After an early start and a long bus ride, we had arrived at the park. They're currently building some kind of French-themed entry mall/plaza, what was there so far looked quite good.


The actual park entrance was less impressive, but crowds looked light.


After bracing himself for these rides to close at the slightest hint of rain, James is glad to see mostly clear skies!


We ran straight to Dodonpa, and luckily only had a 20 minute wait to ride. No longer the fastest coaster, but still the fastest launch.


Apparently undressing while on the ride is frowned upon. I'm almost surprised they didn't make you leave your clothes in a locker too.


Zero to 107mph in 1.8 seconds, 4.25Gs!


It's kind of a shame the ride doesn't do more with all of that speed, but you basically launch, turn right, go up a near-vertical top hat, and back into the station. Simple but effective.


This is where the ride tries to violently eject its passengers.


There's more airtime on this one ride than in all of California.


Arms up = coaster enthusiasts.


Our next stop was Takabisha. Again, fortunately the queue wasn't too bad. By the end of the first hour we'd managed two of the park's major rides.


Takabisha is a kilometre-long, enchanting mess of Eurofighter track.


It currently holds the world record for the steepest drop, at 121 degrees.


Takabisha has two "acts", with a launched section followed by a vertical lift and the big drop. I quite like rides that let you take a breath in between the thrills, makes them feel more substantial.


With seven inversions, you spend a lot of time upside down on this ride.


Even more upside down.


And again.


One more. I was having a lot of fun with the zoom lens at this park.


Fuji-Q has denoted Fujiyama as the "King of Coasters". At three and a half minutes, it's definitely one of the longest rides out there.
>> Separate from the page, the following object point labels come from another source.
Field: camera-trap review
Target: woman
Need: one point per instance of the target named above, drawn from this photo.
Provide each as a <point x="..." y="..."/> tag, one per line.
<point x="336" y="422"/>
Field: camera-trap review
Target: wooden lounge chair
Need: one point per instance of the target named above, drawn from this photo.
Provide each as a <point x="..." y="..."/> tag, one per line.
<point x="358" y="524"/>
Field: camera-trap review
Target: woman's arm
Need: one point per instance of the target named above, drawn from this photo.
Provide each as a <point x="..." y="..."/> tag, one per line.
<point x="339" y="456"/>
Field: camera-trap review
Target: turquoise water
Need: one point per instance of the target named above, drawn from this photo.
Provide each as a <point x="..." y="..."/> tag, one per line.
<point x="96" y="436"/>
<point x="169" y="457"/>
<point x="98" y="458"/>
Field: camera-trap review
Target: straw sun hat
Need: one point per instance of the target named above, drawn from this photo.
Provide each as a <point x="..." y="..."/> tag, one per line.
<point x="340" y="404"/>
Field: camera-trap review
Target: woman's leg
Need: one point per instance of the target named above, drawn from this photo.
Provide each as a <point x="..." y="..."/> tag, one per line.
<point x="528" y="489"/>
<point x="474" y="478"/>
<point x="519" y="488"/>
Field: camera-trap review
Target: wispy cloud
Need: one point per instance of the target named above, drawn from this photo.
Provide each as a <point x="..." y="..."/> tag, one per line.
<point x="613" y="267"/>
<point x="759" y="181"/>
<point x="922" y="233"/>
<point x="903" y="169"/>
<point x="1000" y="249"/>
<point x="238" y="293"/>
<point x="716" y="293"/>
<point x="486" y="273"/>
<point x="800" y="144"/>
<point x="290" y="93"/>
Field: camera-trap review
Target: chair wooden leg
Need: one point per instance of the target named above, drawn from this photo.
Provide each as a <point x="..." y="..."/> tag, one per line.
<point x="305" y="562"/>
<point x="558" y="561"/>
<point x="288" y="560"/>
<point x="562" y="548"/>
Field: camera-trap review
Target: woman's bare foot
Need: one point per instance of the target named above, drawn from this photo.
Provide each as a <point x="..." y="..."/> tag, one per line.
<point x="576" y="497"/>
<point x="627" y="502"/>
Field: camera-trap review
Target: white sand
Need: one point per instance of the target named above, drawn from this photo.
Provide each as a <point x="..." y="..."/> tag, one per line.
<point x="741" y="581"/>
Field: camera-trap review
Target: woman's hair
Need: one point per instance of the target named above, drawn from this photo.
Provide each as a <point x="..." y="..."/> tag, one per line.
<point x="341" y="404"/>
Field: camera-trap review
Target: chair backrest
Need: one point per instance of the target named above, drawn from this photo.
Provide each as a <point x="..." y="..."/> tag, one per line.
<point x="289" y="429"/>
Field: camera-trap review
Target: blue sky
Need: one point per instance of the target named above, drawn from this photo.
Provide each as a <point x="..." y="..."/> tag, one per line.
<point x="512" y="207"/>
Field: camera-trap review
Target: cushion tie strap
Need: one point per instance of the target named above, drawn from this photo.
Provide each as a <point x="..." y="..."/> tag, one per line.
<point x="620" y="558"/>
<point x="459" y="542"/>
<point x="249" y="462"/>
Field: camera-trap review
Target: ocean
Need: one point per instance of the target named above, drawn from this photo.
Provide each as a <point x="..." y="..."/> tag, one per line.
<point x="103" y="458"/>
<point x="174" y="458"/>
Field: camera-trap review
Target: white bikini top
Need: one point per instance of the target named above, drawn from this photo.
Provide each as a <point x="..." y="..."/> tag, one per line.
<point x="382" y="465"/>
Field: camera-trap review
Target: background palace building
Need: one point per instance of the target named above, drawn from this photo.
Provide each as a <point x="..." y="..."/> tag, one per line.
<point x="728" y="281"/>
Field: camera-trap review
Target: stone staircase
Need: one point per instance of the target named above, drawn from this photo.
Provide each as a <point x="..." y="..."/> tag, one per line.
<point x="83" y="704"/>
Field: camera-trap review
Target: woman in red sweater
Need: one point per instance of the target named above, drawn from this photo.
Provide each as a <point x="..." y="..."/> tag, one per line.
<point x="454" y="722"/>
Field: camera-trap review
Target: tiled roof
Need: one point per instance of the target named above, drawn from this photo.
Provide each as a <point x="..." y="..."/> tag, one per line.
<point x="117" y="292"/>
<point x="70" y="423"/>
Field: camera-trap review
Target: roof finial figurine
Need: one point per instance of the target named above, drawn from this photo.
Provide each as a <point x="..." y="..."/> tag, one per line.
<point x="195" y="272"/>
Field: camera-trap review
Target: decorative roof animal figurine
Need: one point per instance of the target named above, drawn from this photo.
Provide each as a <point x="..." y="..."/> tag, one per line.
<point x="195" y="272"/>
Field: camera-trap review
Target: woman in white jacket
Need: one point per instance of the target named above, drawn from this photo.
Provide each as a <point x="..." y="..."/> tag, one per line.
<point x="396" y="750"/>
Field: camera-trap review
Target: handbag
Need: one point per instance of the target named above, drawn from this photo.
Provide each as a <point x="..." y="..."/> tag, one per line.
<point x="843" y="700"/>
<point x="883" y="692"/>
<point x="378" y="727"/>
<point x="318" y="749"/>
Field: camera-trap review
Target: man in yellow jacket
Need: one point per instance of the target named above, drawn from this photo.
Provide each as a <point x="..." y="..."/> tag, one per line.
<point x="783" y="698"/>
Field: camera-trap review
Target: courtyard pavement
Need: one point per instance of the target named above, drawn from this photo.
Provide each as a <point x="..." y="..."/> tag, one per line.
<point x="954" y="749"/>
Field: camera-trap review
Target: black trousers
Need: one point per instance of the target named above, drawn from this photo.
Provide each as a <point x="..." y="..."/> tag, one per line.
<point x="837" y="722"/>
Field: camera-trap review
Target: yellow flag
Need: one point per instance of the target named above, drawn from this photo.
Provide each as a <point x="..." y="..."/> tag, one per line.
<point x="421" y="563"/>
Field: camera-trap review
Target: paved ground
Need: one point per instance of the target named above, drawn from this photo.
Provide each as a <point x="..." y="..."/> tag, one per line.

Not wanting to push our luck any further, we caved and shelled out for the front of line passes on this one. For it wasn't a bargain but I was pretty happy to skip the hour-long quiet-day line.


Fujiyama is very big and mostly hidden behind trees and buildings. So here's a picture of the lift hill.


For the most part, this is an excellent coaster. The speed combined with plenty of hills makes for a great ride. The final leg is a little painful though, finishing with a bouncy trick-track section.


The gold train might be lucky but that ending is still going to hurt.


Noticing there was no line, we stopped for the wild mouse.


This was a pretty standard mouse, I think it might have even been a portable model? It's kind of weird to see a fairly ordinary ride like this sitting in between Fujiyama and Eejanaika.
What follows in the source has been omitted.